Tę książkę stanowczo odradzam tym, którzy chcą lekkiego, odurzającego romansidła z przesłaniem spychającym gdzieś w zakamarki podświadomości.
Magdalena Witkiewicz porusza trudną problematykę "bycia dawcą". Karolina ''miała'' kiedyś przyjaciółkę od serca, ''posiadała'' też narzeczonego, plany, marzenia i wyznaczoną datę ślubu. Tyle, że wszystko prysło, okazało się snem. Chociaż nie, ze snu da się obudzić, sny tak nie bolą. W końcu, czy to może być prawda, że ktoś bardzo ważny może okazać się jednocześnie bardzo zaborczym i zabrać wszystko? Straty są wpisane w życie człowieka, w końcu "podobno każdy koniec jest początkiem czegoś nowego, lepszego.
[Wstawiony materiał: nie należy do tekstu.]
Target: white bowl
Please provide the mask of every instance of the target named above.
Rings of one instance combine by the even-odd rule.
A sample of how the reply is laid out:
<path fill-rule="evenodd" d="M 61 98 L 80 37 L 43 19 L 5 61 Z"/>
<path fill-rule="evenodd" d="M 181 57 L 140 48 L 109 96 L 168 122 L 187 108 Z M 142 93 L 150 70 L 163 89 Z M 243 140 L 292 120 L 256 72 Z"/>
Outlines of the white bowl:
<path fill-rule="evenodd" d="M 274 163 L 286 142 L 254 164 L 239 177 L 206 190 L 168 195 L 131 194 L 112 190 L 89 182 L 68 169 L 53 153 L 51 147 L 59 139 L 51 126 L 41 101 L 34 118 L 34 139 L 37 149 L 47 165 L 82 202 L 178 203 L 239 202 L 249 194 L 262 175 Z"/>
Bardzo chciałam w to wierzyć". Czasem nie ma dobrego wyjścia, a jedynie znośnym jest ucieczka, odcięcie się od rzeczywistości. I taką decyzję podejmuje jedna z bohaterek. Mur budowany przez lata pęka, gdy w drzwiach zjawia się znajoma twarz, która jednocześnie jest zbyt młoda, żeby była znana.
"Dlaczego ja? (...)
- Dlaczego? Bo byłaś pierwsza na liście".
Ta książka jest przede wszystkim o decyzjach, bo nawet to, w którą stronę pójdziemy na skrzyżowaniu, niesie ze sobą jakiś skutek.